The U.S. does a terrible job managing chronic disease, and the data proves it. The country spends more on healthcare than any other nation, yet fewer than 30% of U.S. adults with high blood pressure ever get it under control. Meanwhile, fewer than 10% of heart failure patients are on the right medications at any given time.
Cadence, a startup seeking to automate its way out of that crisis, raised $100 million in Series C funding on Tuesday. The round, led by Spark Capital, brings the New York-based company’s fundraising total to $241 million.
Other participants in the Series C round included Thrive Capital, General Catalyst, Coatue and B Capital, as well as the venture capital arms at three health systems: Corewell Health, Memorial Hermann and Duke Health.
Cadence CEO Chris Altchek founded the company in 2020 based on the thesis that the treatment of heart failure, hypertension and diabetes could be automated away from the clinic and into the home.
“The model for treating chronic disease in this country is broken. Taking care of patients in a couple clinic visits every time they come and see their [primary care provider] a couple times a year doesn’t work — and at Cadence, we flip the model,” Altchek remarked.
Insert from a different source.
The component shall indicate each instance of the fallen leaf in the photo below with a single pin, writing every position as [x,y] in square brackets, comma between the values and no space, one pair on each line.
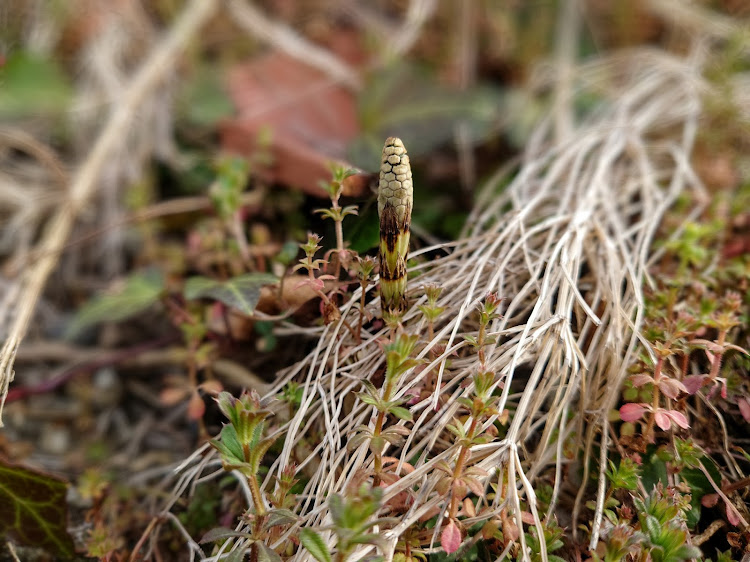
[33,509]
[631,412]
[311,120]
The startup flips that model by sending patients home with connected devices, continuously monitoring their vitals and adjusting their medications in real time. Its platform also uses AI to predict events like strokes and heart attacks before they happen.
Altchek noted that Cadence isn’t a monitoring platform, but rather a clinical service. The company operates a medical group with more than 300 staff members, including physicians, nurses and nurse practitioners.
This clinical team gets white-labeled under Cadence’s health system partners, and then they care for patients “24 hours a day, seven days a week, under the clinical protocols and brand of the health system,” Altchek explained.
Other than the health systems investing in the company, some of Cadence’s other health system customers include Providence, Yale New Haven Health, Hackensack Meridian Health, Lifepoint Health, Community Health Systems, Hartford HealthCare and Rush University System for Health. Cadence cares for more than 100,000 patients across these health system partners, Altchek noted.
The startup has also attracted a striking set of investors, now having reached a valuation of $1.23 billion. Thrive Capital, an early backer of OpenAI, led Cadence’s Series A round, and Spark Capital, among the earliest investors in Anthropic, led this most recent funding round. Altchek sees that as a sign that the sharpest AI investors in the world believe chronic care is where AI might have its biggest real-world impact.
“There’s a lot of talk about AI replacing jobs. What’s important is how AI is actually going to make people healthier — and we’re an example of that actually happening now,” he declared.